The highly-potent opioid fentanyl, and its analogues, are now noted as a factor in about 84 per cent of overdose deaths in BC. Ten years ago, it was noted in only about five per cent of deaths.

As this is the current reality, the BOOST QI Network is needed now more than ever. Doctors, nurse practitioners, social workers and mental health workers, which comprise the teams supporting those on OAT, need the latest and most helpful information they can possibly get. BOOST helps provide this information through its QI Network.

The process of initiating and continuing on OAT can be overwhelming for many clients due to the need for frequent prescription pick-ups and follow-up healthcare appointments. Healthcare workers in the BOOST QI Network often provide much-needed daily check-ins with clients, and, thanks to the QI process, can learn the most effective ways for keeping their clients engaged in care and consistent with their individual requirements for OAT.

BOOST’s many learning events, which transitioned to virtual due to the COVID-19 pandemic, featured personal stories told by families and persons affected by or living with OUD. By listening to these families and their stories, and learning from people with direct experience of OUD, members of BOOST could improve their daily workflows to better serve their clients.

The TasP strategy’s emphasis on treatment has been embedded within the BOOST QI Network from the very start. And now, as the effects of the COVID-19 pandemic continue to significantly worsen BC’s ongoing opioid crisis, the application of TasP to OUD is saving lives. People who use drugs in all parts of BC are currently facing an increasingly toxic drug supply when buying street drugs. COVID-19 has also increased unemployment, social isolation, and has exacerbated mental health and addiction issues.

As evidence shows, a significant proportion of individuals with OUD will reduce illicit opioid use and remain in treatment longer with appropriate doses of OAT such as methadone, buprenorphine/naloxone or slow-release oral morphine. Other predictors of treatment success include a shorter time period from diagnosis of OUD to treatment, and a longer duration of treatment.
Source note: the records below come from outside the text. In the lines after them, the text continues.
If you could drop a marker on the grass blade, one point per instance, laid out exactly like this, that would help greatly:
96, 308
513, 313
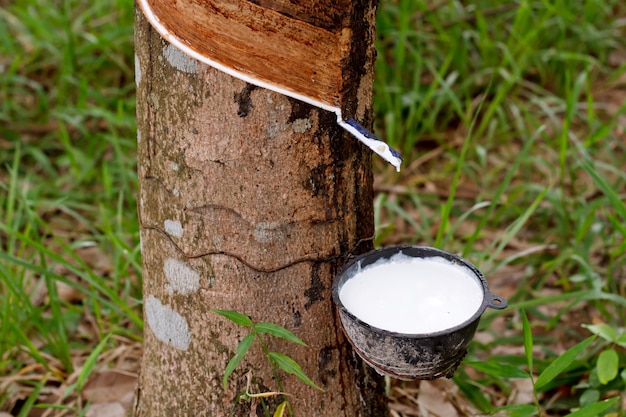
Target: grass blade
607, 366
528, 341
593, 410
562, 362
By learning through, and growing, the BOOST QI Network, more teams will be able to provide equitable access to integrated, evidence-based care to help clients with OUD. The Collaborative’s goals are to see 95 per cent of clients with an active OAT prescription, 95 per cent of those clients with an active OAT prescription retained on therapy for greater than three months, and 100 per cent of BOOST teams equipped with a process to monitor and incorporate the patient voice in their quality improvement work.

Recently, the BOOST QI Network has had its funding extended for another year by Health Canada’s Substance Use and Addictions Program. The new funding will go to Interior Health for a project called the Interior BOOST Collaborative. This project is slated to start in May of this year.

As illicit drug toxicity increases, and as death tolls continually break records, continuing any and all efforts to save lives from OUD is essential. BOOST’s key focus, retention of clients on Opioid Agonist Therapy (OAT), plays a critical role in saving lives.